Hyderabadi Mutton Biryani

(1). Basmati rice grams 500 (2). Black cumin tsp 1 (3). Boiled egg for decoration number 2 (4). Cashew nuts grams 50 (5). Coriander leaves bunch 1 (6). Curd cup 2 (7). Garam masala tbsp 2 (8). Garam masala powder tbsp 2 (9). Garlic and ginger pastE tbsp 2 (10). Golden fried sliced onions cup 2 (11). Green chilli number 3 (12). Lime juice number 2 (13). Meat tenderizer tsp 1 (14). Mint leaves bunch 1 (15). Mutton grams 1000 (16). Oil/Ghee tbsp 5 (17). Red chilli powder tbsp 1 (18). Rose Water tbsp 1 (19). Saffron/Colour pinch 1 (20). Salt to taste 1 (21). Turmeric powder pinch 1.

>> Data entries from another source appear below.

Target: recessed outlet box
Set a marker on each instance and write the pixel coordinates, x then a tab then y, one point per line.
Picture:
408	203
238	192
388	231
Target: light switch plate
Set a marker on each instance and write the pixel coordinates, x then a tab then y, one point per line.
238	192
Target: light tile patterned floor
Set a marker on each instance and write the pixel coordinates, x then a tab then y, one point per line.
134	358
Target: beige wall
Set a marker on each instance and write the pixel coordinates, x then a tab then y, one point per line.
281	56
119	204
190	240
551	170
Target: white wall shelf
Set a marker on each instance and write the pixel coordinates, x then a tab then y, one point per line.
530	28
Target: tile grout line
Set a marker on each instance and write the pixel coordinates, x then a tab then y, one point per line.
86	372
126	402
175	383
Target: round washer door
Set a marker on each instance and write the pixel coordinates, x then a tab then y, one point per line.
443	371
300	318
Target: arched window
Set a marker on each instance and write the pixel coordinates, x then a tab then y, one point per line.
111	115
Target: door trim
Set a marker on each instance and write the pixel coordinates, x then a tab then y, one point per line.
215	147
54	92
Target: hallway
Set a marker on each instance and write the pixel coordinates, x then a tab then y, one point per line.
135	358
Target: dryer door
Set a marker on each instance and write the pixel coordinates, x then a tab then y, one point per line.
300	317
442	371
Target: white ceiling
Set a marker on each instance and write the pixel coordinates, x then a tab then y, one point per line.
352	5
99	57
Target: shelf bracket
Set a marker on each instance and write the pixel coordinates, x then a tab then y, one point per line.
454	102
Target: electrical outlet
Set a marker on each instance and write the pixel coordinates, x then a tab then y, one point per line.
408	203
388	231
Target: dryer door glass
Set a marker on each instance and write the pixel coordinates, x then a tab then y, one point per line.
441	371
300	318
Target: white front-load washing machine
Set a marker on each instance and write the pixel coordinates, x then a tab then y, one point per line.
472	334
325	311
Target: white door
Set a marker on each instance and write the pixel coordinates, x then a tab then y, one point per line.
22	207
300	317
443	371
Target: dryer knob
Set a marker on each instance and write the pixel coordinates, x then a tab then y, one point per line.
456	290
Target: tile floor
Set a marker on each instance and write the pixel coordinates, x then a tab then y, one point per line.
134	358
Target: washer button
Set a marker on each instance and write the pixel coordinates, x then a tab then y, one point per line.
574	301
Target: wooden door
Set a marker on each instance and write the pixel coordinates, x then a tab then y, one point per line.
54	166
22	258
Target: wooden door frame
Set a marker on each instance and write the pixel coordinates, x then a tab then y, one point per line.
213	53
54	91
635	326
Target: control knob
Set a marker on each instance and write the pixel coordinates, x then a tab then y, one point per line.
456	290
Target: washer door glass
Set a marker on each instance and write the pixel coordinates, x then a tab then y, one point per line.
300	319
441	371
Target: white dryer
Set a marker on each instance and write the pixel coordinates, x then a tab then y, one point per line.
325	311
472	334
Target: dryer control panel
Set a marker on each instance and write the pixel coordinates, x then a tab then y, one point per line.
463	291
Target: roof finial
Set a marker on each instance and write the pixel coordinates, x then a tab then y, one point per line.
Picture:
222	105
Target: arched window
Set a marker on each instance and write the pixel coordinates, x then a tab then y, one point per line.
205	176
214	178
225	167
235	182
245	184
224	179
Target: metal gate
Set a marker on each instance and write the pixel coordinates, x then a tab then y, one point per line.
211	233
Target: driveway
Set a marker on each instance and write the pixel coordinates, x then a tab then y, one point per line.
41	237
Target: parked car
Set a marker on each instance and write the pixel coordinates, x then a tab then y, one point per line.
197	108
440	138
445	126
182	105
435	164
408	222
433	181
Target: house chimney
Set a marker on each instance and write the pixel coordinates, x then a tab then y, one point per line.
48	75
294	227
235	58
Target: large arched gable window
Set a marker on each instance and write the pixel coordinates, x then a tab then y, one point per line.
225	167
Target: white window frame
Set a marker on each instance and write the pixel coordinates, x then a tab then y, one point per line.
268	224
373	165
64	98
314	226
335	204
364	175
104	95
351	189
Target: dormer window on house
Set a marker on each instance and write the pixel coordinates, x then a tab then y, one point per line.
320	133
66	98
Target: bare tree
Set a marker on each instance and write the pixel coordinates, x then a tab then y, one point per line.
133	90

Fry Onoin till red, keep it aside. Soak Basmati rice for 40 minutes, drain out water. Boil water, add oil, salt, garam masla powder. Cook 40% take out half of the rice, drain out water, let remaining rice cook 50%. Take mutton, add all the spices and curd, fried onion, meat tenderizer, marinate for 1 hour. In a thick buttom pan add maraniated mutton in the bottom and top it of with 40% cooked rice, add mint leaves, coriander leaves, fried onions. repeat the same for remaining 50% cooked rice, cover it tightly and cook for 30 min.